‘She didn’t have to kill him’
Woman convicted of killing husband
By PETER H. MILLIKEN
VINDICATOR STAFF WRITER
YOUNGSTOWN — A sister of the slaying victim and an assistant county prosecutor said a jury clearly made the right decision when it convicted Monique Williams of murdering her husband, Julius, with a firearm specification.
“He wasn’t presenting a threat to her. He was so drunk — he’s lying on the floor when she shoots him,” said Jennifer McLaughlin-Smith, who prosecuted the case.
“She had the opportunity to get out of the situation, to leave the house, and she chose not to do that. Instead, she chose to shoot him, and that’s exactly what she did, and that’s murder,” the prosecutor added.
“She could have walked away from my brother. She didn’t have to do that. She didn’t have to kill him and take him away from all of us. ... We haven’t been the same since then,” said Reese Williams of Youngstown, the victim’s younger sister. “She shot him in his back, so she got what she deserved,” Reese Williams said of the verdict.
The jury of seven men and five women rendered its guilty verdict on the murder charge Friday afternoon after three hours and 20 minutes of deliberations at the end of a four-day trial.
Julius Williams, 44, died in St.

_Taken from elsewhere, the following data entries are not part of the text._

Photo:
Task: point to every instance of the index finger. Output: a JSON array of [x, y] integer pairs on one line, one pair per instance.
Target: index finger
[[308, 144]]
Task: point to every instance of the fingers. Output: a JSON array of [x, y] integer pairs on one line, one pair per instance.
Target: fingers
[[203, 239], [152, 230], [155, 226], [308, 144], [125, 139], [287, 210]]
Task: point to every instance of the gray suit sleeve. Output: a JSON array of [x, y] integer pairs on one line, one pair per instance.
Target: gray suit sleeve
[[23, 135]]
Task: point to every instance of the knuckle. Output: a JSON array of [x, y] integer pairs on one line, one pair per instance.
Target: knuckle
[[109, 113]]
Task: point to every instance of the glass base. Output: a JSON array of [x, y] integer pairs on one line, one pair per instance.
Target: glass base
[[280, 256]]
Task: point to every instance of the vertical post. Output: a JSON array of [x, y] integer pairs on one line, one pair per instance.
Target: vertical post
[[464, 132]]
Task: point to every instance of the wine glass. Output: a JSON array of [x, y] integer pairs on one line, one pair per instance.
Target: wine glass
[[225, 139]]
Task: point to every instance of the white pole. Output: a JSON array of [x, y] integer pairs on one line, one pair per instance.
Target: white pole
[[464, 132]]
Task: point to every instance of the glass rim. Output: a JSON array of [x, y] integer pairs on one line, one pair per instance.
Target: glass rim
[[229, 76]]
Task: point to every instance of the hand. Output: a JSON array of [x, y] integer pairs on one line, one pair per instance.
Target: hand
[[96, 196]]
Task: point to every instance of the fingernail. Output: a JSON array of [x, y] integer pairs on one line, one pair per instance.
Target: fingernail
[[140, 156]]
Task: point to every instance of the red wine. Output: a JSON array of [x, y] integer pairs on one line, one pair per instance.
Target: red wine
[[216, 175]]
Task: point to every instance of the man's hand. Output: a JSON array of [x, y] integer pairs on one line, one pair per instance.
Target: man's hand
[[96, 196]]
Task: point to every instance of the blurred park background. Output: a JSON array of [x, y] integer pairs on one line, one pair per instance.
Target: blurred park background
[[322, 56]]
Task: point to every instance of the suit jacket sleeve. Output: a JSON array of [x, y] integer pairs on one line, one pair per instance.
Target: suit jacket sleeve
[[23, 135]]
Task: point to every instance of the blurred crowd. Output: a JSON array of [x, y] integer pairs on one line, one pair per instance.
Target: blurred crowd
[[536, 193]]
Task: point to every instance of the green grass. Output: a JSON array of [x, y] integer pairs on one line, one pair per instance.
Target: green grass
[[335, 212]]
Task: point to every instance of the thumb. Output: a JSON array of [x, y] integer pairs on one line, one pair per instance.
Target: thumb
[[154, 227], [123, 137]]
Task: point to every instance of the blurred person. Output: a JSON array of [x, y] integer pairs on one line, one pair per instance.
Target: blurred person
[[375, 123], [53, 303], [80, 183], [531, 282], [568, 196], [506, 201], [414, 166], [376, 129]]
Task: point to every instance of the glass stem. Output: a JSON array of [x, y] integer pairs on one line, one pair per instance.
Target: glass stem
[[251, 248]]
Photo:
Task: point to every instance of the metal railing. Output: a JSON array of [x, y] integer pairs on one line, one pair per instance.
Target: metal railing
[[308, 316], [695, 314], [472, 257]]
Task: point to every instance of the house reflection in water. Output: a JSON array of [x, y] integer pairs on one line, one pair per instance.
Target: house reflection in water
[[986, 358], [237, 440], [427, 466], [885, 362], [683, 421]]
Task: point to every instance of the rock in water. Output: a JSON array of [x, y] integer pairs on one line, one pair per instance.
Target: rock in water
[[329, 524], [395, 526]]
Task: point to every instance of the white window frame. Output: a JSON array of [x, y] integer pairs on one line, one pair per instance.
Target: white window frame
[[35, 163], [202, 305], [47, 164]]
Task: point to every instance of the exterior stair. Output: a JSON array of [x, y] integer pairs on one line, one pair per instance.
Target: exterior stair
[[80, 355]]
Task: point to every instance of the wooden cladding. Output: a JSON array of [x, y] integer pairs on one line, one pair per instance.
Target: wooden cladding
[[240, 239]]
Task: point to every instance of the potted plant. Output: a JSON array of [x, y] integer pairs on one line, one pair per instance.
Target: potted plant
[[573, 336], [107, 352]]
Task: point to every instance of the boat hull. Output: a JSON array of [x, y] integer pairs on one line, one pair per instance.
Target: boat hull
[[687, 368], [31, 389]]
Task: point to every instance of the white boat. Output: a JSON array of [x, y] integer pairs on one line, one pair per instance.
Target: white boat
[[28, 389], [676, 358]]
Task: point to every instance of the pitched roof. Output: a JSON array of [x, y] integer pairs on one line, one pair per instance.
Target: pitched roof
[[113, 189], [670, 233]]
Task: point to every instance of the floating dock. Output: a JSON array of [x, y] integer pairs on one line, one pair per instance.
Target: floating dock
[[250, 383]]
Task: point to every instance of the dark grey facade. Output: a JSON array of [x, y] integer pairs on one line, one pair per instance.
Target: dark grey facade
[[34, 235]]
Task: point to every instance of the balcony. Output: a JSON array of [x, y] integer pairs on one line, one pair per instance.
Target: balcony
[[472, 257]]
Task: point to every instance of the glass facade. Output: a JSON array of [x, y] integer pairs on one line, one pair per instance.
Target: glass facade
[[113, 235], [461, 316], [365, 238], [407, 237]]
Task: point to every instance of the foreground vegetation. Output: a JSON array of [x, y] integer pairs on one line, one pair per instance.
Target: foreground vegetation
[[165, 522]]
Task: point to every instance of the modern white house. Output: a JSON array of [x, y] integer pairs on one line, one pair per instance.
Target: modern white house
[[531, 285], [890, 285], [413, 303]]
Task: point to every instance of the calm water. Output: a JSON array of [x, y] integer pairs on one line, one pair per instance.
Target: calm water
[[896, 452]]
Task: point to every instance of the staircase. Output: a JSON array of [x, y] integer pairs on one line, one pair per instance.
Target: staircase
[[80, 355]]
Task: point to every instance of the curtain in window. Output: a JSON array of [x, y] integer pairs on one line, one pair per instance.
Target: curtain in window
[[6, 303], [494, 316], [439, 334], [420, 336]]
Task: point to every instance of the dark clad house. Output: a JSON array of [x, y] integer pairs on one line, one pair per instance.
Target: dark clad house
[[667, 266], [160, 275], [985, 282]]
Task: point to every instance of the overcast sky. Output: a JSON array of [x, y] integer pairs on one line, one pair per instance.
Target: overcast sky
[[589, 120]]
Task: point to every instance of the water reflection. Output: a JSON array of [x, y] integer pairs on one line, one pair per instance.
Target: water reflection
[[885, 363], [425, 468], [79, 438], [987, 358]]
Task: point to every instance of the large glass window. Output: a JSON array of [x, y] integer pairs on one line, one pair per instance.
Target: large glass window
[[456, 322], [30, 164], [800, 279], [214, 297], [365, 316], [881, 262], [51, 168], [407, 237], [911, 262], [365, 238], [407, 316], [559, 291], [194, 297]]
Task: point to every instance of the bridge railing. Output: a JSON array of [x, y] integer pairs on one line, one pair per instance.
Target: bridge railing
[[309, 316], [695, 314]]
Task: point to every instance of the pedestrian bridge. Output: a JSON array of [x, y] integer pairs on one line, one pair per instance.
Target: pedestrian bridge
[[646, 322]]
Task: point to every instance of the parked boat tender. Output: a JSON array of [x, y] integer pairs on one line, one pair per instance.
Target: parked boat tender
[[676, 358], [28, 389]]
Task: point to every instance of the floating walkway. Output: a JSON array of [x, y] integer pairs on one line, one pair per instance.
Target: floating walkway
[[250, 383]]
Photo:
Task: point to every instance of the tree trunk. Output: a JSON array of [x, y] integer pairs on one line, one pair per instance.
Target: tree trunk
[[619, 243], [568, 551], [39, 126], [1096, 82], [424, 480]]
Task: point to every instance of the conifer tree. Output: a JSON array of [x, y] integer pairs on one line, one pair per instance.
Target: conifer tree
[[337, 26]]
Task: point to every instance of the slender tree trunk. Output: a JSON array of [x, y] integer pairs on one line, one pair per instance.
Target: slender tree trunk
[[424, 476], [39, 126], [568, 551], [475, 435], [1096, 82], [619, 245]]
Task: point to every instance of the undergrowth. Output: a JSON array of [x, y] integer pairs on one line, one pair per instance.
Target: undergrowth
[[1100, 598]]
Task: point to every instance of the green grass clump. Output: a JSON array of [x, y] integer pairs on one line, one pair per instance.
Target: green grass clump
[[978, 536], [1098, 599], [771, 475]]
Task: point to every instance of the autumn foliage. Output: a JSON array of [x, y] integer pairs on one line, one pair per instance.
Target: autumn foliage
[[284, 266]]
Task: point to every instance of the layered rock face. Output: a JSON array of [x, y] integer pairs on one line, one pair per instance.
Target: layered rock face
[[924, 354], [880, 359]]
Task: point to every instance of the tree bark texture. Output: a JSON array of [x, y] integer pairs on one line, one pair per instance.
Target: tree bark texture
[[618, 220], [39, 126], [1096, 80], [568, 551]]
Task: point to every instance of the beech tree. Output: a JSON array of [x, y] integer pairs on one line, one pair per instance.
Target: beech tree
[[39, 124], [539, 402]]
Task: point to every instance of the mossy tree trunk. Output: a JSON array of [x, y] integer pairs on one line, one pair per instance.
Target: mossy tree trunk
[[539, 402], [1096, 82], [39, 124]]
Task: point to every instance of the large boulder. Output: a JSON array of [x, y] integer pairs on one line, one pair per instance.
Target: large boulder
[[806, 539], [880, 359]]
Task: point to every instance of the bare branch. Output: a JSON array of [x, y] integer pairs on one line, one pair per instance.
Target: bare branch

Elizabeth Health Center after being shot in the couple’s Norwood Avenue residence on the city’s North Side on April 21, 2008.
The prosecution said Monique Williams shot her husband at least twice in the back with a .38-caliber revolver while he was too drunk to walk or stand up.
But defense lawyer Thomas E. Zena said Julius Williams choked and tried to kill his wife on the night he was shot, and that Monique Williams shot her husband during a struggle to save her own life. Zena said an appeal will be filed.
“They [the jurors] decided the bullets were in the back. I guess that was too much to overcome,” Zena observed after the verdict. “We tried to show how that could still be self-defense in this case, but apparently they didn’t think so,” Zena said.
“He was crawling toward her to try to grab her again. He was lower than her, and he was coming toward her, and she fired downward,” Zena said. The victim was “coming toward her with his arms to try to pull her down again after having tried to strangle her on the couch,” he added.
The 40-year-old defendant faces a mandatory 18 years to life in prison when she is sentenced at 8:30 a.m. Tuesday by Judge John M. Durkin of Mahoning County Common Pleas Court, who presided over the trial.
In its deliberations, the jury rejected a lesser-included offense of voluntary manslaughter with a gun specification, which would have meant that the defendant killed in a sudden fit of rage brought on by provocation from the victim. Had the jury chosen it, that option would have resulted in a six- to 13-year prison term.
Jurors also rejected the defendant’s self-defense claim, which would have resulted in an acquittal if the jury had believed it.
“The prosecution proved its case extremely well,” said William Whitehouse of Youngstown, jury foreman. “The defense really didn’t convince us at all.”
“She had every chance to get out and run away from him. She didn’t have to shoot him. The doors were not barred or locked,” he said, adding that Monique Williams deliberately shot her husband twice, with 12 pounds of pressure required to pull the trigger.